The board proposed an $86.4 million budget that called for a tax levy of $50.6 million and an increase in the school tax rate from $1.66 to $1.80 per $100 of assessed valuation. Voters overwhelmingly said no to that proposal. A total of 4,521 votes were cast against the budget’s passage, while only 744 voters cast their ballots in favor of the spending plan.
The budget will now be sent to the Township Committee, which may recommend cuts to the spending plan, or leave the budget as the board proposed it.
Superintendent of Schools Ernest Cannava did not return calls requesting a comment on why the budget’s loss was so pronounced this year as opposed to last year, or what, if anything, the committee members could trim from the defeated budget when they begin work to reduce it.
However, the budget was something some of the candidates in the school board election were only too willing to discuss.
"People are frustrated," said Irene Miccio, an incumbent who was returned to her seat on the board. The irony of that date did not escape her.

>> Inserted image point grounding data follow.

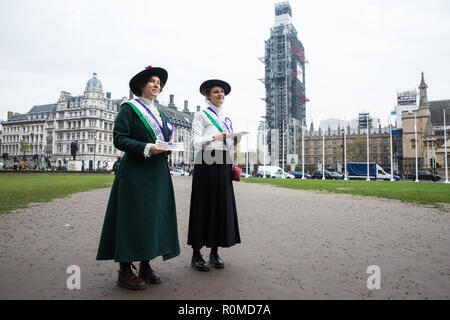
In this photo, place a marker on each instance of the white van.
(273, 172)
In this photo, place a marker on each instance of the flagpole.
(323, 155)
(264, 148)
(392, 169)
(246, 165)
(367, 119)
(345, 155)
(445, 150)
(415, 137)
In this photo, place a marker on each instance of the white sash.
(149, 118)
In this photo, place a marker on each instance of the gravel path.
(295, 245)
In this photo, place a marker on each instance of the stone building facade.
(88, 120)
(356, 147)
(428, 120)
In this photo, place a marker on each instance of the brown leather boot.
(147, 274)
(128, 279)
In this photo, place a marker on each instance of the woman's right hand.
(156, 149)
(221, 136)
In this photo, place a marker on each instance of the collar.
(147, 102)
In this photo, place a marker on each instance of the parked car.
(318, 175)
(268, 171)
(424, 175)
(337, 175)
(299, 174)
(178, 172)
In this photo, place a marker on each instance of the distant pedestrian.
(213, 220)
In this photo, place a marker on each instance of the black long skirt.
(213, 217)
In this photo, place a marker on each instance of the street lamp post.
(303, 154)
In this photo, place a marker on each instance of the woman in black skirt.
(213, 218)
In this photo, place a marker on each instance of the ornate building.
(355, 143)
(88, 120)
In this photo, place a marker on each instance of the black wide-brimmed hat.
(213, 83)
(142, 77)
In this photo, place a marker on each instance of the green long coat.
(140, 222)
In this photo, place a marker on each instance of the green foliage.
(357, 150)
(422, 192)
(18, 191)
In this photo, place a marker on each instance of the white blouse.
(150, 104)
(203, 130)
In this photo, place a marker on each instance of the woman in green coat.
(140, 222)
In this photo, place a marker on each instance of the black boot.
(128, 279)
(215, 260)
(198, 263)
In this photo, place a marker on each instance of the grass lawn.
(17, 191)
(422, 192)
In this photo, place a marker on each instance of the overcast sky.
(360, 52)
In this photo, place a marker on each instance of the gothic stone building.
(429, 122)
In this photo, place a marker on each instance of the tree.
(24, 146)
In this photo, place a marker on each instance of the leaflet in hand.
(238, 134)
(171, 147)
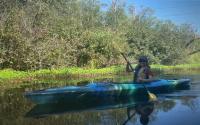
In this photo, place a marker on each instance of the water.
(177, 108)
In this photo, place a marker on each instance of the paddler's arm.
(142, 79)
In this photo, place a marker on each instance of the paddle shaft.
(127, 61)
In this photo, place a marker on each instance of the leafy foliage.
(38, 34)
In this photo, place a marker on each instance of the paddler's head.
(143, 61)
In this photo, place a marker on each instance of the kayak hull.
(104, 91)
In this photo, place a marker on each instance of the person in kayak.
(142, 72)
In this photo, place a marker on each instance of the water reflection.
(184, 105)
(144, 110)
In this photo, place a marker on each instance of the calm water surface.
(177, 108)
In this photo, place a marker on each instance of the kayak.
(104, 91)
(44, 110)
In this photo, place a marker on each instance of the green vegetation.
(49, 34)
(75, 72)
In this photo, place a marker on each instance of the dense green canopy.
(37, 34)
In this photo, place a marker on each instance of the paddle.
(152, 97)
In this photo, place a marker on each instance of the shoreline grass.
(9, 74)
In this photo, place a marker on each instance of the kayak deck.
(103, 91)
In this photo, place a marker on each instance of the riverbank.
(9, 74)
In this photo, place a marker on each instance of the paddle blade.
(152, 97)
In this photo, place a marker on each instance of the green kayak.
(106, 90)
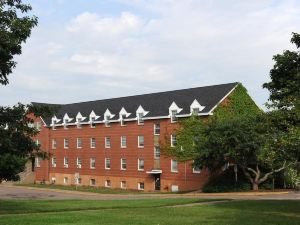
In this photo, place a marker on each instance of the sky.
(88, 50)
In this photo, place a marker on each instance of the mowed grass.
(152, 211)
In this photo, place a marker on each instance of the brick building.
(115, 142)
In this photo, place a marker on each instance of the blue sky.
(86, 50)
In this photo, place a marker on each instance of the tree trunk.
(255, 186)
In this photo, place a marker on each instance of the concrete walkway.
(19, 192)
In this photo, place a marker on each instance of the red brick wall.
(185, 179)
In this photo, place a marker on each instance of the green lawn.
(127, 212)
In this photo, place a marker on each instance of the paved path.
(18, 192)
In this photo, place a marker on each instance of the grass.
(151, 211)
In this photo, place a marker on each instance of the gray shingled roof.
(156, 103)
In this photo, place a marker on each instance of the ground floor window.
(141, 186)
(107, 183)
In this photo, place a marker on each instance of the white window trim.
(174, 171)
(123, 146)
(139, 146)
(139, 165)
(122, 164)
(139, 186)
(105, 164)
(105, 142)
(91, 142)
(65, 141)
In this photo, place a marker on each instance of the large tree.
(16, 24)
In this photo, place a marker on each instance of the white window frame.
(93, 180)
(105, 163)
(92, 142)
(66, 143)
(155, 152)
(122, 184)
(93, 161)
(107, 183)
(53, 162)
(78, 143)
(78, 162)
(123, 146)
(37, 162)
(54, 143)
(123, 164)
(174, 161)
(139, 186)
(173, 140)
(66, 162)
(155, 129)
(139, 141)
(107, 143)
(139, 164)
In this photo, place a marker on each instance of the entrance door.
(157, 182)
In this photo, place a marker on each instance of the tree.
(15, 28)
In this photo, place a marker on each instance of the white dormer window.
(173, 116)
(173, 111)
(196, 108)
(93, 117)
(140, 119)
(140, 114)
(93, 125)
(107, 122)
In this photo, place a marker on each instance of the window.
(65, 123)
(92, 163)
(141, 141)
(107, 142)
(107, 183)
(93, 125)
(122, 119)
(54, 143)
(37, 162)
(66, 180)
(53, 161)
(141, 164)
(195, 111)
(66, 143)
(78, 162)
(174, 166)
(92, 182)
(156, 152)
(93, 142)
(38, 125)
(79, 125)
(123, 184)
(123, 164)
(107, 124)
(140, 119)
(173, 140)
(79, 143)
(173, 116)
(107, 163)
(66, 162)
(196, 169)
(123, 141)
(157, 129)
(141, 186)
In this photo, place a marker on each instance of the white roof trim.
(174, 106)
(141, 110)
(213, 108)
(93, 114)
(196, 105)
(123, 112)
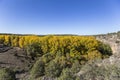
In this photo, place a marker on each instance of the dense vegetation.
(58, 56)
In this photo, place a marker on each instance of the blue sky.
(83, 17)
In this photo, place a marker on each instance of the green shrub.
(38, 69)
(53, 69)
(66, 75)
(34, 50)
(6, 74)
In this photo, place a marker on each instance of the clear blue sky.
(59, 16)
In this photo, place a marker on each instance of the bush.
(38, 69)
(94, 72)
(34, 50)
(53, 69)
(66, 75)
(6, 74)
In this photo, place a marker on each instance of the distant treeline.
(80, 47)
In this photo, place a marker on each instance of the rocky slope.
(15, 59)
(112, 39)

"The school budget is the only one [the people] have the right to say yes or no to," she said. "Not their income tax, not the township budget, but they can vote on the school budget. I understand that. As a board member, I don’t want anyone to think I don’t care about the general population of the town, but my first priority is the school children, and then the taxpayers. Now the hard work begins to find where cuts can be made to the budget without hurting education."
Defeated candidate Donald Berkman also weighed in on the debate over the budget and its 14-cent tax increase.
"It’s pretty strange that the budget went down because taxes are out of control, yet the incumbents were returned to office," he said. "In Jackson, they voted logically. They wanted change, so they voted out the incumbents."
Lakewood voters returned both Miccio and Meir Grunhut, the current board president, to another three-year term, while electing newcomer Bruce A. Stern instead of Berkman, a former board member who served in 1992 and 1993.
In Jackson, voters swept four incumbents out of office, while also defeating the school budget, which proposed a 17.5-cent tax rate increase.
Berkman did not see any prospect that the Township Committee would succeed in lowering taxpayers’ obligations by cutting the defeated school budget.
"I don’t think [the committee] is going to cut the budget five cents," said Berkman. "The committee [members are] on record as saying they don’t want to harm the children."
During his campaign, Berkman had said that he could reduce the proposed budget by at least $6 million, a claim that Grunhut disputed in a subsequent interview.
When told of Grunhut’s comments, Berkman said, "He’s a genius; he got elected, I didn’t."